When St. Lawrence’s parish decided to replace its original log structure in 1892, Paulu, a church architect of Czech descent in Milwaukee, created this Gothic Revival building. The cream brick church features a square tower at the center of the facade, which rises to a pedimented, pyramidal spire. Stepped buttresses, crenellations, and corner pinnacles enrich the facade. The wide nave is sheltered under a dramatic vaulted ceiling, which is painted with six frescoes illustrating episodes in the life of Christ. William Scheer of Appleton, who created these frescoes in 1912, had studied church decoration in Germany. In 1957, Louis Shrovnal, a Czech painter from Kewaunee, restored Scheer’s paintings and added stenciled decoration along the ribs of newly installed Tudor-arched vaults. The apse, outlined with a stenciled pattern of chevrons, frames a lavish Gothic-styled altar, approximately thirty feet tall, created c. 1894 by Joseph Svoboda, a Czech immigrant. He also carved smaller side altars with an array of Gothic motifs—lancet arches, quatre-foils, and pinnacles—and trimmed them in gold and silver.
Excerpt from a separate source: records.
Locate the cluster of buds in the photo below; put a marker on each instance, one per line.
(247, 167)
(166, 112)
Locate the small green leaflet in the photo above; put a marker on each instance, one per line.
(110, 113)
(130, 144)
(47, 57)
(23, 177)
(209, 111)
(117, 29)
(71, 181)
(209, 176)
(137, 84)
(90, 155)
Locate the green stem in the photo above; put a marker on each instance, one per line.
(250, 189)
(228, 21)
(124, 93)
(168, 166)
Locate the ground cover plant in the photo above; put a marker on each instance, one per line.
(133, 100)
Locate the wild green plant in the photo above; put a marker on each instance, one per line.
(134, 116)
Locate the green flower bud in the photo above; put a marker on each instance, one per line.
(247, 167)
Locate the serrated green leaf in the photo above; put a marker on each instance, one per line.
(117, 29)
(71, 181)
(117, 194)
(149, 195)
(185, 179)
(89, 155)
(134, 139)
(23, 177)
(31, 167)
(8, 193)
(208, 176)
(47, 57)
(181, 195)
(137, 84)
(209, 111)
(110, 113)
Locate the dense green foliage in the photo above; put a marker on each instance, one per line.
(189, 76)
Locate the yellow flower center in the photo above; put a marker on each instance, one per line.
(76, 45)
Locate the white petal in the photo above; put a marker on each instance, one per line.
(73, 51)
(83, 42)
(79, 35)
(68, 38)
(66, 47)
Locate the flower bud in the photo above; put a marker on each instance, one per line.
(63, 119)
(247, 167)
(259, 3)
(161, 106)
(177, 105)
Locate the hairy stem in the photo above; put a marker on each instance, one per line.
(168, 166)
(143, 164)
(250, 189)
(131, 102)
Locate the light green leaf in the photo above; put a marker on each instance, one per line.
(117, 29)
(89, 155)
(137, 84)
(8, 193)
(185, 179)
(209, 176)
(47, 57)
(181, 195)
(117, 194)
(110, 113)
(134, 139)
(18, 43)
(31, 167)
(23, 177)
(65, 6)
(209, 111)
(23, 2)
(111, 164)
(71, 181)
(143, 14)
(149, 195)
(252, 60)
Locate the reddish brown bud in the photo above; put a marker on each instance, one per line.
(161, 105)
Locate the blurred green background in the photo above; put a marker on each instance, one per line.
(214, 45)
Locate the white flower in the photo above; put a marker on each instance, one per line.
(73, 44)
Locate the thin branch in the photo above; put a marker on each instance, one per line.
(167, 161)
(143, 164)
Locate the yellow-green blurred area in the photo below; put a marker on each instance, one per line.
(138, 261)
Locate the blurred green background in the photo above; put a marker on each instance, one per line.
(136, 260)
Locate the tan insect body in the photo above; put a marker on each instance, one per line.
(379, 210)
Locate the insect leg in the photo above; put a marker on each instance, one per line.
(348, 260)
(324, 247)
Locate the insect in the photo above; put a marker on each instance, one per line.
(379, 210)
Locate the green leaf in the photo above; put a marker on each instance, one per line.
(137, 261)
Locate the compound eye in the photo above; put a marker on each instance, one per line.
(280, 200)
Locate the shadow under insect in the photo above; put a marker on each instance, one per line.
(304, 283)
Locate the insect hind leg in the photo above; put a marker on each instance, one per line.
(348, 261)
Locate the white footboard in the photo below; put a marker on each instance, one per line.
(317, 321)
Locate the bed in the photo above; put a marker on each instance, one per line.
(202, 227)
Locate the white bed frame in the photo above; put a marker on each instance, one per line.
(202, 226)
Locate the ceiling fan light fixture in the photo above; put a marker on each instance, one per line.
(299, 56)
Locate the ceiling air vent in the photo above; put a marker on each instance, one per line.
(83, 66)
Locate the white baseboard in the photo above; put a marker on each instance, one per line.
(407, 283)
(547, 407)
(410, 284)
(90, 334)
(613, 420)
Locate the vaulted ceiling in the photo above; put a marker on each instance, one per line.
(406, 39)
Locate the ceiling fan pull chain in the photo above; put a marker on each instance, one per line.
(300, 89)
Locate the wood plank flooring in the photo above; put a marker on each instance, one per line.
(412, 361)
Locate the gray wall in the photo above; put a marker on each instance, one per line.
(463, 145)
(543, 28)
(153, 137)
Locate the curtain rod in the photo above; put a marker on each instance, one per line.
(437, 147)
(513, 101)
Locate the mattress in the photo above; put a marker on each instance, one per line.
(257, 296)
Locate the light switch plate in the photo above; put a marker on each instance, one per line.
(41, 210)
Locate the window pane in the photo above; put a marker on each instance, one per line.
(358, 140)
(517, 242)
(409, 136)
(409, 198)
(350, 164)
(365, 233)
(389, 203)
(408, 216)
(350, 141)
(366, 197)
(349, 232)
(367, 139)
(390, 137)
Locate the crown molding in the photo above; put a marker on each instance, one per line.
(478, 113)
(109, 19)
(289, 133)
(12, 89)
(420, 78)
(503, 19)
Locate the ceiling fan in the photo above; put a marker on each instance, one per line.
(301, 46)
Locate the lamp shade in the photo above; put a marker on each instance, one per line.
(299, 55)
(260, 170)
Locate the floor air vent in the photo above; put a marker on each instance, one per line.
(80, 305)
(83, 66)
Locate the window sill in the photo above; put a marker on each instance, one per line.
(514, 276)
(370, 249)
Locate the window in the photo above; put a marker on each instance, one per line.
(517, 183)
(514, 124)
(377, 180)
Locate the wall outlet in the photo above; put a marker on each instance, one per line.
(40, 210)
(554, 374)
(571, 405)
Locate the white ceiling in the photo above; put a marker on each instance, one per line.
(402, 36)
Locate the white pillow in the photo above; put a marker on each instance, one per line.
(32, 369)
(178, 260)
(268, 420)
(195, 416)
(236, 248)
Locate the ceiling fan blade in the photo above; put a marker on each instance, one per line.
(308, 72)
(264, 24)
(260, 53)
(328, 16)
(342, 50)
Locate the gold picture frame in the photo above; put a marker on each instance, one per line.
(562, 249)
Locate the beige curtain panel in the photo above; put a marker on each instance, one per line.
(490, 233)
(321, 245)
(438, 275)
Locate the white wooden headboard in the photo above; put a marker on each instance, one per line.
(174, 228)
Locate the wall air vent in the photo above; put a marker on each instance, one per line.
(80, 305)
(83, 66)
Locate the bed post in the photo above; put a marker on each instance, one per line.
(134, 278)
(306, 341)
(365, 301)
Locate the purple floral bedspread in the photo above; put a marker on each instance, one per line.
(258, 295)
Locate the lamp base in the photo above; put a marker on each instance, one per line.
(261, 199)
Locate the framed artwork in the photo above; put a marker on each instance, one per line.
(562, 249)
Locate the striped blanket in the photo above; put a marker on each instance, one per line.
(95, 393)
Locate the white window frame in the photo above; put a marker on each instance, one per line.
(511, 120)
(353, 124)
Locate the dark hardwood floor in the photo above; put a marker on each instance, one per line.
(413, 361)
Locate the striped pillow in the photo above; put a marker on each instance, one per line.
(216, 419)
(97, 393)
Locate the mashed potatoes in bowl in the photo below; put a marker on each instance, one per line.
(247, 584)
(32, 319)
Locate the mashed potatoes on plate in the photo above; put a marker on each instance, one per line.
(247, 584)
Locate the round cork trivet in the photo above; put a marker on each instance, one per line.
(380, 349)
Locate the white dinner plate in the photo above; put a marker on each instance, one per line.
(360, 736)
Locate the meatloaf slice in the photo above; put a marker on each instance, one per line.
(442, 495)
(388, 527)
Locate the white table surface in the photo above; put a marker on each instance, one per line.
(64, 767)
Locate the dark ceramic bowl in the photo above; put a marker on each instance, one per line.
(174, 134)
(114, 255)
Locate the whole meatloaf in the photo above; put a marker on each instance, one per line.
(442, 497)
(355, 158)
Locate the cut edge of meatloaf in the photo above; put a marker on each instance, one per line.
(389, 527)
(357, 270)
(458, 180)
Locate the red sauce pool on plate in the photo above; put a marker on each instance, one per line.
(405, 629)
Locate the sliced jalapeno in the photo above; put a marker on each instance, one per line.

Czech-language inscriptions abound, and statues and stained glass windows depict the patron saints of Bohemia and other holy figures dear to Czechs.
On a knoll near the church is a small cemetery, where many headstones bear Czech-language inscriptions and crosses executed in a traditional Czech style. Czech remained the official language for religious instruction at St. Lawrence until 1930, and worship services in Czech persisted into the 1940s.